'Maroon and Write' QEP creating a new culture at MSU

Contact: Leah Barbour

Mississippi State marketing, quantitative analysis and business law professor Robert Moore, standing, explains the university's quality enhancement plan "Maroon & Write" to colleagues at a recent luncheon.
Mississippi State marketing, quantitative analysis and business law professor Robert Moore, standing, explains the university's quality enhancement plan "Maroon & Write" to colleagues at a recent luncheon.
Photo by: Russ Houston

A select group Mississippi State faculty members are taking students down the same path they've travelled to accomplish "Maroon & Write," the university's writing-to-learn quality enhancement plan.

Also known as the QEP, the enhanced educational program is designed to create a new writing-centered culture across campus for undergraduate majors in all academic majors. Writing-to-learn coursework includes responsive journals, directed freewriting and assigned essays, whether the class is a traditional composition class or not.

Nine faculty members participated this summer in the Maroon Institute for Writing Excellence, MSU's training opportunity for teachers interested in learning how to use writing-to-learn strategies to reinforce class content.
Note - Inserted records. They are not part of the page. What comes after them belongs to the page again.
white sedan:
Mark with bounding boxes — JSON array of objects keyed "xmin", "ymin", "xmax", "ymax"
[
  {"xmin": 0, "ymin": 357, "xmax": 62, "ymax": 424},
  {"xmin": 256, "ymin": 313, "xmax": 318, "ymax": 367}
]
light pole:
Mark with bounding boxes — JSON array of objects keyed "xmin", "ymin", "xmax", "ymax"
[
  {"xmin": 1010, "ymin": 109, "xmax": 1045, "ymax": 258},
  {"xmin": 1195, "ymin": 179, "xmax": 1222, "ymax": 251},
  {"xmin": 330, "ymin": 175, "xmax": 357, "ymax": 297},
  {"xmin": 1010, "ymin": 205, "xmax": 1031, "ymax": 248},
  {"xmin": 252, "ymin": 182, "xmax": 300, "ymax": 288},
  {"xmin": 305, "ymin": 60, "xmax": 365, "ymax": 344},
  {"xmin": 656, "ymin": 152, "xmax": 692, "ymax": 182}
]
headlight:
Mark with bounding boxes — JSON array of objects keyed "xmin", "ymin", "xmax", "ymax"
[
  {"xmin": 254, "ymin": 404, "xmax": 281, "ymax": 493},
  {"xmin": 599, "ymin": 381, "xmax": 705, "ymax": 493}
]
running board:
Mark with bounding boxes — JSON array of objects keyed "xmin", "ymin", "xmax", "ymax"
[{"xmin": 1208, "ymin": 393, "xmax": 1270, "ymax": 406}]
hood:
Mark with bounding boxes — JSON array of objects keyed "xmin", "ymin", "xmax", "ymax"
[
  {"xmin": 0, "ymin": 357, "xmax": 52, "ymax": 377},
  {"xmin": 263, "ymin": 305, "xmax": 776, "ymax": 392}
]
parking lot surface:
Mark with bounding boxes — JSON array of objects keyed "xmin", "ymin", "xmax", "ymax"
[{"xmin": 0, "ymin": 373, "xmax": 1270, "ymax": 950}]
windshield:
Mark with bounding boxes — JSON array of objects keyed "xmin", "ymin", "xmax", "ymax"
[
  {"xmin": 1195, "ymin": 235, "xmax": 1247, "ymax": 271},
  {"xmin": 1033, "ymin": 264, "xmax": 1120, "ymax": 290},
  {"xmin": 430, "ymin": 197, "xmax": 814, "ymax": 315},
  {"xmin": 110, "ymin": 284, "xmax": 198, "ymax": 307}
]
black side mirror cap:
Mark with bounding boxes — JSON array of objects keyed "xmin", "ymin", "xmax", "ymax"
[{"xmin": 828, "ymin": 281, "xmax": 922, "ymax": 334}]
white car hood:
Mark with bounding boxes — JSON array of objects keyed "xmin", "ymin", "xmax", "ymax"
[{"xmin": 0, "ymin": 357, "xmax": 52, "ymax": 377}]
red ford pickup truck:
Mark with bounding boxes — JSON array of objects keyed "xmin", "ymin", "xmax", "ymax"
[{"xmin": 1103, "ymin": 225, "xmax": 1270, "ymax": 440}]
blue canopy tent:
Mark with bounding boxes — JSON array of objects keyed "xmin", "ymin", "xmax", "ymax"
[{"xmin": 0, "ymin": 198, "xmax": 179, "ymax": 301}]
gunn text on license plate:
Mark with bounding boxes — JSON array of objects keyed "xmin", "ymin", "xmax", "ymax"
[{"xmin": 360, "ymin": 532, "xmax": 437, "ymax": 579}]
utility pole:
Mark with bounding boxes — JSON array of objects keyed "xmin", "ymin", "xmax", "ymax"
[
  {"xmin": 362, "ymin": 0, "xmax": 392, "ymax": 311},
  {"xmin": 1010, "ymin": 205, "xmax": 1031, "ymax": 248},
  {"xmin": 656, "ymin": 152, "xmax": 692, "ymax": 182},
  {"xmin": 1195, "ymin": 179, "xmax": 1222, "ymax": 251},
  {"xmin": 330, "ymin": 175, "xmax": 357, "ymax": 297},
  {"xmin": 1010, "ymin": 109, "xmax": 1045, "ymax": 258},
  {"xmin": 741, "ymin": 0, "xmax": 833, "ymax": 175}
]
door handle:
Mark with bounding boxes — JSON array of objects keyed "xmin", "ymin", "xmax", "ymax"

The teaching style works to strengthen writing and critical thinking skills, according to English department head Rich Raymond, the institute facilitator.

At a recent campus Center for Teaching and Learning luncheon attended by faculty and administrators from more than 25 campus units, Raymond explained how institute participants responded as both doubters and believers when introduced to writing-to-learn classroom techniques.

"One of the keys to dealing with writing-to-learn theory was giving ourselves permission to talk about not just what we believed, but what we were doubting," he said. "You don't need to be an English teacher to teach this way, but you do need to be a writer and you need to experience what it feels like to actually use and learn strategies in the classroom as a student."

Also at the luncheon, two institute participants--one incorporating writing-to-learn initiatives this semester and the other scheduled to test them in the spring--shared their classroom experiences.

In his Internet marketing course, Robert Moore, professor of marketing, quantitative analysis and business law, is piloting the same techniques he plans to use next semester. His approach is to give the students freedom through writing, he explained.

This semester, Moore requires students to respond to online prompts he sends each week. When introducing the concept, he said the students asked how much they would need to write.

When Moore asked if they'd be willing to commit to a paragraph, he said the students seemed unsure. He then asked if they would write one sentence. They agreed.

"I haven't had a single student that wrote one sentence to any of the journal prompts yet," he said. "But I let them have the freedom to write how much they want to write or not write. They get ownership of what they're going to learn, but they are writing to learn."

Similarly, English instructor LaToya Bogard is using writing-to-learn techniques in an introduction to literature course. Her students have been responsive thus far, she said.

"I was a little bit skeptical about selling this to my students," she admitted. "They have a short period where they can add or drop the class, and I thought when they saw they would do a lot of writing, they would drop, but no one did and that speaks volumes.

"I believe that they see this as a benefit," Bogard continued.

Bogard said she constantly reminds the students that assigned writing projects are not busy work or punishments. By writing more and improving their skills, students in her class are improving their employment prospects and their future career opportunities, she said.

Bogard is one of three MSU faculty members now incorporating writing-to-learn strategies in fall semester classes. The others include English associate professor Matthew Little in an American literature survey and forestry professor Stephen Grado in a forest resources survey.

Moore and four others Maroon Institute participants will be launching writing-to-learn classes when spring classes begin in January 2014.

Michael Brown, music department head, plans to apply the strategy in history and appreciation of music, while Jamie Larson, animal and dairy science assistant professor, will use them in a practice in physiology of reproduction course. Senior extension associate Rick Noffsinger, a part-time human sciences instructor, will use the technique in introduction to technical writing in agricultural communication; Donald Shaffer, English and African-American studies assistant professor, in introduction to African-American studies.

Major campus units represented at the luncheon included the College of Architecture, Art and Design, Enterprise Information Systems, Forestry and Wildlife Research Center, Mitchell Memorial Library, and offices of the Graduate School, Institutional Research and Effectiveness, and Provost and Executive Vice President.

In addition to those already cited, other academic departments in attendance included counseling and educational psychology, finance and economics, geosciences, history, instructional systems and workforce development department, kinesiology, landscape architecture, management and information systems, marketing, plant and soil sciences, political science and administration, psychology, social work, and sociology.

"Writing across the curriculum really gives us the opportunity to reinforce course content through writing," said library professor Deborah Lee, another summer institute graduate.